When a photographer captures an image, the image is only a sample of the environment surrounding the photographer. The entire surrounding environment influences the captured image, due to factors such as shading, reflection, sun position, etc. Illumination within an image plays a critical role in the appearance of a scene. Recovering image lighting conditions is important for several digital image editing tasks including, but not limited to, image reconstruction, virtually rendering objects into an image, and digitally altering an image. In particular, when compositing objects into a digital image, an understanding of the scene lighting conditions is important to ensure that the composite is illuminated appropriately so that the composite looks realistic. In addition, scene reconstruction and modeling often requires an estimate of the lighting conditions to produce accurate geometry.
The problem of recovering image lighting conditions is an ill-posed problem complicated by scene geometry (e.g., landscape, figures, objects within the image) and material properties (e.g., albedo). These problems become even more exacerbated with outdoor scenes because of factors that cannot be controlled such as ambient lighting and atmospheric turbidity. Conventional systems attempt to solve these problems in several ways but each have various drawbacks.

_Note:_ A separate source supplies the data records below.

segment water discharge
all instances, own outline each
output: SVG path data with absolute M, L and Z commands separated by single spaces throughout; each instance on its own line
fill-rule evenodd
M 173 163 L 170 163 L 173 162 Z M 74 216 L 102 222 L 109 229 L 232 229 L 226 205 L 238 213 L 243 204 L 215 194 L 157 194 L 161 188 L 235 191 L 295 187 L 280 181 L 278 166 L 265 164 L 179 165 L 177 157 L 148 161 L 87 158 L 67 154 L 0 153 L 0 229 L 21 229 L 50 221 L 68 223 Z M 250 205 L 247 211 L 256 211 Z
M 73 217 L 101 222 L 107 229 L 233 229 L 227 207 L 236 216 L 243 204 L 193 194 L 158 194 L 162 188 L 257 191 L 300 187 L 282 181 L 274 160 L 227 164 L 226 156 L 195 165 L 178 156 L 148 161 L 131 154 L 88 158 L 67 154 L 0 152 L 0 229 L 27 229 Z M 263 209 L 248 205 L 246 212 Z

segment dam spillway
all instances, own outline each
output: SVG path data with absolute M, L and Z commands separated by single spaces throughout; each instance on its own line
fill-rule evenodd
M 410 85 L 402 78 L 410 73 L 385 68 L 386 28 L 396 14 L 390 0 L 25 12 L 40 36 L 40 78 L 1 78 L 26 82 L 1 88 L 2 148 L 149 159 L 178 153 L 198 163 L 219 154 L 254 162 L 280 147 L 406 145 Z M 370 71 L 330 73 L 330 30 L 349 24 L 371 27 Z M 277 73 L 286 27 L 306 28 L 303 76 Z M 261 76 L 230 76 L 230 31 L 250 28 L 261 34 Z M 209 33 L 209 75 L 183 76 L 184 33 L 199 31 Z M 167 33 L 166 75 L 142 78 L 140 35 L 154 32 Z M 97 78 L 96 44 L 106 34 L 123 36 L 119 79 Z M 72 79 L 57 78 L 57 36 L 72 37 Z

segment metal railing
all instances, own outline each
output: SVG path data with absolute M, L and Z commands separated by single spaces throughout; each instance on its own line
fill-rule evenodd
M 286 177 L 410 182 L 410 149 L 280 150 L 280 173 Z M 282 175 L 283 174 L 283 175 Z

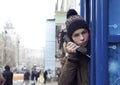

For example, some conventional systems rely on extracting cues by detecting shadows and/or shading within an image. These conventional systems estimate lighting conditions of an image by performing expensive calculations associated with the shadows within the image. While these conventional systems can recover image lighting conditions with reasonable estimates of scene geometry in simple images, these conventional systems return poor results when analyzing real-world images with less predictable light sources—e.g., where overlapping shadows, a blurred or weak shadow, or else no shadow at all. Additionally, these conventional systems require taxing, time-intensive calculations.
Other conventional systems estimate low-frequency lighting conditions but rely on user input to define baseline parameters such as image geometry and material properties. These estimates are not readily available or easy to compute in most cases. Therefore, these conventional systems may produce accurate image lighting condition estimations for specific user-controlled images, but these conventional systems are incapable of accurately adapting to changing environments. For example, light sources, such as the sun, can vary in intensity depending on various factors, which causes such conventional systems to return inaccurate lighting condition estimations.